Dears, we are happy to announce that the results of various GPUGRID-enabled studies were recently published in high-impact journals.
The first one I'd like to mention is "A high-throughput steered molecular dynamics study on the free energy profile of ion permeation through gramicidin A". The paper is a numerical investigation on the convergence of a molecular dynamics (MD) technique called "steered MD" (SMD), which is used to obtain free energy profiles (i.e. probabilities of occurrence of certain biological events). The SMD technique is essentially based on statistics: one has to repeat the same experiment (computational or otherwise) over and over, many times, until a reliable result is obtained. How many times, and how reliable?

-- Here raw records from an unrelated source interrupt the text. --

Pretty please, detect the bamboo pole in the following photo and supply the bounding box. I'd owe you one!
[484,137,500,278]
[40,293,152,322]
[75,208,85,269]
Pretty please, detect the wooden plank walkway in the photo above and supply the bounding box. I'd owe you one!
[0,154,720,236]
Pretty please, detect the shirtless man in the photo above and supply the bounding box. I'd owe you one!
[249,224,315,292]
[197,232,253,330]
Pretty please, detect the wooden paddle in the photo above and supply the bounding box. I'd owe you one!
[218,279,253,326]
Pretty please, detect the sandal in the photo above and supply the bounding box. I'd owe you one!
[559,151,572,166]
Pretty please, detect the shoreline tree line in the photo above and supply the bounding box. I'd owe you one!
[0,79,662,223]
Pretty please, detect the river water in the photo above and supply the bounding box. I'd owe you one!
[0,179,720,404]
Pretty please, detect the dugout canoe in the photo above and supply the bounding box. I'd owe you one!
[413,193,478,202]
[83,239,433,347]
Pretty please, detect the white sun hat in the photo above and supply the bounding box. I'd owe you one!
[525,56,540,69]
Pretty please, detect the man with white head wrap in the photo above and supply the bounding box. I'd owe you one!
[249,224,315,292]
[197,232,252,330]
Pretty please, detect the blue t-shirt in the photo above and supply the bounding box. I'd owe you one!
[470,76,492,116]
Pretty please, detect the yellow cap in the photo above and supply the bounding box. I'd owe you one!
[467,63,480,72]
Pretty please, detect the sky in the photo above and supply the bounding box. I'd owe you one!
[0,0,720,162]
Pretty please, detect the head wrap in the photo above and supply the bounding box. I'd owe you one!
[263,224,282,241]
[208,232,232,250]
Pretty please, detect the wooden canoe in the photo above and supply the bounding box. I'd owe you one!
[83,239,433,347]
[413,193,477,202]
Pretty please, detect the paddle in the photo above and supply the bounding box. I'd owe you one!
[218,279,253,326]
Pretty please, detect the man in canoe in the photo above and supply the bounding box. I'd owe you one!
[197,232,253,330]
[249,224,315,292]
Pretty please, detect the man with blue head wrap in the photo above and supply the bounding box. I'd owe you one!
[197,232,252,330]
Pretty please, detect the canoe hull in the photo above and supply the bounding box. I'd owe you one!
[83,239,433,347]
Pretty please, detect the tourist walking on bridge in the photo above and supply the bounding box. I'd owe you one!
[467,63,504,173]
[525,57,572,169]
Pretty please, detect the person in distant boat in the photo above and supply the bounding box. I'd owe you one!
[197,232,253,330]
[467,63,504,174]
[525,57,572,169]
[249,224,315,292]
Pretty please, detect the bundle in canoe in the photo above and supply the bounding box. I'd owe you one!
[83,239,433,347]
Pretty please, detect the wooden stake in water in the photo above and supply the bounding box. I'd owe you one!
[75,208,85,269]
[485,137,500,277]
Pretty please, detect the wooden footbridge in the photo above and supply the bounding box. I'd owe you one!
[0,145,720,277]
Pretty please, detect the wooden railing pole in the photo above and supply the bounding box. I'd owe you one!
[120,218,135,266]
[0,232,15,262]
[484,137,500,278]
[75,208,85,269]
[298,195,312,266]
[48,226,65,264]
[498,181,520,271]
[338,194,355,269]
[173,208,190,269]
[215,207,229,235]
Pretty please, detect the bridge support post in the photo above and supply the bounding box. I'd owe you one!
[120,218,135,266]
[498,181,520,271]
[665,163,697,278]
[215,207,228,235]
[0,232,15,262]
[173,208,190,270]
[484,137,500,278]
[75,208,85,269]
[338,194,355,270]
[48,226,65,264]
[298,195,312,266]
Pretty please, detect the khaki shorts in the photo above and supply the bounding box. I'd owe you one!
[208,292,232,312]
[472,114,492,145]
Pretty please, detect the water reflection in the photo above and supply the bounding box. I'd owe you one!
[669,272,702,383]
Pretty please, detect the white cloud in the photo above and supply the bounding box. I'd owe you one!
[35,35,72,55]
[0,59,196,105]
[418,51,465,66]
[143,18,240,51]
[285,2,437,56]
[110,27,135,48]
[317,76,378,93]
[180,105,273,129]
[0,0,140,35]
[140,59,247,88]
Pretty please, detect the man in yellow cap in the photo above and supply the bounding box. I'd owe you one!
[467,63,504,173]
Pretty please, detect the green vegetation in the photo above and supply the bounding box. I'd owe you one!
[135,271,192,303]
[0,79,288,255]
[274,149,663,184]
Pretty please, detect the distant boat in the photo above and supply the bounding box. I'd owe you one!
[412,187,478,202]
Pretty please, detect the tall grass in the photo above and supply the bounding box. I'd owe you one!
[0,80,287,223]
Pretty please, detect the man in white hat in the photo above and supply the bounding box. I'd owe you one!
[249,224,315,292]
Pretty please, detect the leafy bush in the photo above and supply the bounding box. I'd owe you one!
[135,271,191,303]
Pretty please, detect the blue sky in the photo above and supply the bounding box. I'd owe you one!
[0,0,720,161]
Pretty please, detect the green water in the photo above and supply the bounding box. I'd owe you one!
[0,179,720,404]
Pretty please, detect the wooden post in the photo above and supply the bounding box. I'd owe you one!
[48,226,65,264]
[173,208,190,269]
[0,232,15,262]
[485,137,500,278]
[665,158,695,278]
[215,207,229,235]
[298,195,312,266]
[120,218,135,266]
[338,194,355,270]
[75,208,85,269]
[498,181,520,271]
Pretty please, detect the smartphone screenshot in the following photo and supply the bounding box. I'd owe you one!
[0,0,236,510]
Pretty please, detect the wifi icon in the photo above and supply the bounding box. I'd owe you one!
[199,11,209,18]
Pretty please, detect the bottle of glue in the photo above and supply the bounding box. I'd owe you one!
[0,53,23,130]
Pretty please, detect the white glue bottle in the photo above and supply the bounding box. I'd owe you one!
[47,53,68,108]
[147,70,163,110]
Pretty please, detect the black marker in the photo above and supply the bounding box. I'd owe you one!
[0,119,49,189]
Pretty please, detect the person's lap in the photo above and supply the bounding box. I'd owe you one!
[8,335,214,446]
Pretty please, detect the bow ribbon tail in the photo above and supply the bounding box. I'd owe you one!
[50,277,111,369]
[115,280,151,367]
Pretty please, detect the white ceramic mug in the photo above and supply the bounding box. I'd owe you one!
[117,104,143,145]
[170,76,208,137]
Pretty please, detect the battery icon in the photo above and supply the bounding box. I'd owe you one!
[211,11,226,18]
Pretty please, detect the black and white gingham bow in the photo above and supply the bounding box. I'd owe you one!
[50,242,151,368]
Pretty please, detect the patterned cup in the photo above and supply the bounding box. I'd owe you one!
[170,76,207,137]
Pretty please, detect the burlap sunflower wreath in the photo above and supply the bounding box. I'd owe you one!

Up to now, studies performed SMD on biologically-realistic systems were limited to just a few (~10) trajectories, and the corresponding error was therefore hard to assess. We used GPUGRID to perform increasing number of pulls, up to two thousands, to verify how much the precision of a free energy profile was gradually improved as a consequence. (The answer, if you were wondering, is that one needs quite a lot of simulations).
T. Giorgino and G. De Fabritiis, A high-throughput steered molecular dynamics study on the free energy profile of ion permeation through gramicidin A, in press J. Chem. Theory Comput. (2011).
Thanks to all of the crunchers of the GA* series of workunits!